Okay, now send the test message again. Fail: Permission denied, file /etc/bugzilla3/localconfig This is going to be a problem. The program is getting run as userid ‘nobody’ but all of Bugzilla’s files are restricted for access by userid ‘www-data’. I try fiddling around with the permissions a few times, but Fail fail fail: denied denied denied. I set the sticky-userID bit on the program. Fail: cannot exec sperl. Install Ubuntu package “perl-setuid”. Fail: Insecure dependency on chdir at line 31 of email_in.pl. Didn’t anybody test this thing? How can it possibly work without setuid, and how can it possibly work *with* setuid if they didn’t write it with the extra care required for such programs?
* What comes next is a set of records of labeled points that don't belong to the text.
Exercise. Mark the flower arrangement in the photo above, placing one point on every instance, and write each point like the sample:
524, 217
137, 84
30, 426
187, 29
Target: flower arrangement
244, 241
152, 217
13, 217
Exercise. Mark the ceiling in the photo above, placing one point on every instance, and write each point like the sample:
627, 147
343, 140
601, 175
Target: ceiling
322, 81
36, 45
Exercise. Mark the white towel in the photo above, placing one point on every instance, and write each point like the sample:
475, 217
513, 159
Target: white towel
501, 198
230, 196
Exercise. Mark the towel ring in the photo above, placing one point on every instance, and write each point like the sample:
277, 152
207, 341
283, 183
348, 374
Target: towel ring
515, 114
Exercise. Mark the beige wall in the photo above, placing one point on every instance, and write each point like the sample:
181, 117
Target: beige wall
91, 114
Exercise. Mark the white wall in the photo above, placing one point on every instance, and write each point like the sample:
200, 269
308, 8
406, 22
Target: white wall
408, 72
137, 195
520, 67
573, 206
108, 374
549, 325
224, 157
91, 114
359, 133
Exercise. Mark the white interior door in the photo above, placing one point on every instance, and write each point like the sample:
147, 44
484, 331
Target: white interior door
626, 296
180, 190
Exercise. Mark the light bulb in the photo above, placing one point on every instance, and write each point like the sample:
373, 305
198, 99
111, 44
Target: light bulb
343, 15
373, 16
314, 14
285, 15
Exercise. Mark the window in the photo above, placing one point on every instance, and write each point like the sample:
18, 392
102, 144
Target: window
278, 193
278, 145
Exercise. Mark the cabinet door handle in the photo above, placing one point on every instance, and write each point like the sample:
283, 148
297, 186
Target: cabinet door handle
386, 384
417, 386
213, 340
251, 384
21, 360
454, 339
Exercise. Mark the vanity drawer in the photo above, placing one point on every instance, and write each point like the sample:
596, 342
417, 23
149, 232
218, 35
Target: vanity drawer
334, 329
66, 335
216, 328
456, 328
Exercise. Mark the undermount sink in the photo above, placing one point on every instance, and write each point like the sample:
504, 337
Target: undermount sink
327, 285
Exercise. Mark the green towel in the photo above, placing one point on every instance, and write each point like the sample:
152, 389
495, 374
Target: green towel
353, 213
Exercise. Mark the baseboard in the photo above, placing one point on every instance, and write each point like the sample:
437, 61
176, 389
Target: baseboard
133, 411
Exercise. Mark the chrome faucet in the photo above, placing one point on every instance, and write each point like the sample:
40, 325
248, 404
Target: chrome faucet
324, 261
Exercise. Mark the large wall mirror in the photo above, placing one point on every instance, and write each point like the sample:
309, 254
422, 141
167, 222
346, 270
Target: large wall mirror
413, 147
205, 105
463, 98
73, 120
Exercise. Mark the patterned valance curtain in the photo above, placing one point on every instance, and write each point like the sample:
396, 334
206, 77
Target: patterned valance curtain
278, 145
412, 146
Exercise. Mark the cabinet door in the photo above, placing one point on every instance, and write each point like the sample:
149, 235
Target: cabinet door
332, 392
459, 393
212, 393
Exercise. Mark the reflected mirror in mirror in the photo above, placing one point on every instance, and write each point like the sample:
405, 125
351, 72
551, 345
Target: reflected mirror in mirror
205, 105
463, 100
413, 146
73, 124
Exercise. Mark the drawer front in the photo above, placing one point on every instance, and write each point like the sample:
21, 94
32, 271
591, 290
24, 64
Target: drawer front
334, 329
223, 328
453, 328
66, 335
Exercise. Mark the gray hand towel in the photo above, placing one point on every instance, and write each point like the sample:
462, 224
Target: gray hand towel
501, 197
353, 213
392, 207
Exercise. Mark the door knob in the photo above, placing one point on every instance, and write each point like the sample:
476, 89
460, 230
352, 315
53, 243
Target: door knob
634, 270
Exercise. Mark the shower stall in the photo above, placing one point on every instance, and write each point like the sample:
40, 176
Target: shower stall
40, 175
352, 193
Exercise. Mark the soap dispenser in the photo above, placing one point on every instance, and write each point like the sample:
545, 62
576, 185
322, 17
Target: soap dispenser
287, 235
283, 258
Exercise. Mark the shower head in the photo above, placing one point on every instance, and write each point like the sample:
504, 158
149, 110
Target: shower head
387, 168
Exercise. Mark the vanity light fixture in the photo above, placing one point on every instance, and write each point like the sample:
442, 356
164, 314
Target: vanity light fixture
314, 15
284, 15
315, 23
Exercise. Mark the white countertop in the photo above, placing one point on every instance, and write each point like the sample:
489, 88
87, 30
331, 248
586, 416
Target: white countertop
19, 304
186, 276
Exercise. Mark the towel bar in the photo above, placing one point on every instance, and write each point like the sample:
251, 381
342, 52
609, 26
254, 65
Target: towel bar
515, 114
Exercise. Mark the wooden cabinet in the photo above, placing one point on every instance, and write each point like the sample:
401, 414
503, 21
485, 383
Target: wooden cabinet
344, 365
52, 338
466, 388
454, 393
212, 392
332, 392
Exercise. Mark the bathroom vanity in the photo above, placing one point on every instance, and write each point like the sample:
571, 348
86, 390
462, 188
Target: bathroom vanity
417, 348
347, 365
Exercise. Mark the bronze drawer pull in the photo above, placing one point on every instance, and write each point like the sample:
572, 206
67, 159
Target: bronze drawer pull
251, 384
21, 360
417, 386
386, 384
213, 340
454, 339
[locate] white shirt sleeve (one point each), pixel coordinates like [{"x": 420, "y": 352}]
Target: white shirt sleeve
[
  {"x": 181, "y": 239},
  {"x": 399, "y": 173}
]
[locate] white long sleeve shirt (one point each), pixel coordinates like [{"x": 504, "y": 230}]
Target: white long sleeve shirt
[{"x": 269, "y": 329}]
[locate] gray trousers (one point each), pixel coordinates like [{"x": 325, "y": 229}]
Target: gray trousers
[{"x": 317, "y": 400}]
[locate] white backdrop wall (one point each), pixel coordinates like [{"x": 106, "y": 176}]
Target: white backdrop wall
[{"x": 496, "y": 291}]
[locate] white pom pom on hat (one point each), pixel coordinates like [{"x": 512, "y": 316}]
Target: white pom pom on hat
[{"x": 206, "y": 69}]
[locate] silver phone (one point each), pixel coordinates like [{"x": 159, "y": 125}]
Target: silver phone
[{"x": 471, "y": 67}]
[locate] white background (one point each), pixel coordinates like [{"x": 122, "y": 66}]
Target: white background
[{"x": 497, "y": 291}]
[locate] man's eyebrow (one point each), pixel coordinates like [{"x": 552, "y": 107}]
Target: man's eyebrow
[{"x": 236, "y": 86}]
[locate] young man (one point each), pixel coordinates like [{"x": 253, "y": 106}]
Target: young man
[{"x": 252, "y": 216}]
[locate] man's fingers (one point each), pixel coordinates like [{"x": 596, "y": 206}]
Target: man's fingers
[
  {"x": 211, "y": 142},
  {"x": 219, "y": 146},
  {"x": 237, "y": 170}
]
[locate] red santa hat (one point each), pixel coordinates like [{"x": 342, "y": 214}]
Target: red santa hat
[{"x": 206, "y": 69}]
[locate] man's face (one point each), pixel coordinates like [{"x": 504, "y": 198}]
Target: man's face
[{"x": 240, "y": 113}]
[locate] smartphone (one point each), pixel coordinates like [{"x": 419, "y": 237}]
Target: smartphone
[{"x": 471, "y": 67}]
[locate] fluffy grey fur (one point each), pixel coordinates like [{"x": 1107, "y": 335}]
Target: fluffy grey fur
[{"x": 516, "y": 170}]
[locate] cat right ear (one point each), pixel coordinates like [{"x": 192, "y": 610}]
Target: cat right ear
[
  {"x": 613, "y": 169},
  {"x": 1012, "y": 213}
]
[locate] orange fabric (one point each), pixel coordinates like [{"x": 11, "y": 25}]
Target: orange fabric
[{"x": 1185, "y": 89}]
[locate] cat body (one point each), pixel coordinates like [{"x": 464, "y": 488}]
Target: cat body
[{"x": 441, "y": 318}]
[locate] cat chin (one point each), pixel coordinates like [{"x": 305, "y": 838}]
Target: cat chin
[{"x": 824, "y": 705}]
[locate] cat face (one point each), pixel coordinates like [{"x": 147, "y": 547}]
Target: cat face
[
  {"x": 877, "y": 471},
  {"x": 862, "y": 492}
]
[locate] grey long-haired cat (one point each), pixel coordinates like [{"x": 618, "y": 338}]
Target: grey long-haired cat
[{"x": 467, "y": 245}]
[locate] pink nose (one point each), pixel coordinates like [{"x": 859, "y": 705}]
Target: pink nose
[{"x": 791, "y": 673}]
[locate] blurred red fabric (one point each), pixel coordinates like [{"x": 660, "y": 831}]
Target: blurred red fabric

The reason why it is calling chdir() is because it wants to include some subprograms from the same directory where email_in.pl is stored. In other words, it is assuming that the current directory is part of the library include path, which is absolutely not true for setuid programs.
So clearly this program is not supposed to be setuid. Postfix has a way to set the userid for subprograms that it runs, but I can’t figure out how to do that for programs specified using | in /etc/aliases. Maybe I should just install this thing on Company 𝔾’s server, which uses qmail instead of postfix. So I install Bugzilla there and configure it the same as on my laptop, including the feature “automatically compress BMP attachments to bugs as PNG”. Fail: Can’t find Perl module ImageMagick.
Okay, again this missing module is identified by checksetup.pl, which tells me to use one of those -MCPAN commands to install it. By now, perl.org is back up, so I don't have that problem again. It offers me a selection of mirror-servers and I select “carroll.cac.psu.edu” because it's first on the list. Oops! Apparently PSU doesn’t really have the CPAN files anymore—I get a cascade of errors and instructions to use "o conf urllist" again. Well, I know *that* won't work, so I scroll back through my Emacs shell buffer to find where it said “commit: wrote /usr/lib/perl5/5.8.8/CPAN/Config.pm” and then I edit that file to name one of the other mirror-servers. It successfully downloads the module but then Fail: cannot compile. Install Fedora package “ImageMagick-devel”. Fail: cannot find directory /usr/include/ImageMagick. Fuck CPAN and just install Fedora package “perl-ImageMagick”. Success!
So next I should try getting that program email_in.pl running under qmail on the company’s server, but it’s too late at night now. Fail: programmer time exhausted.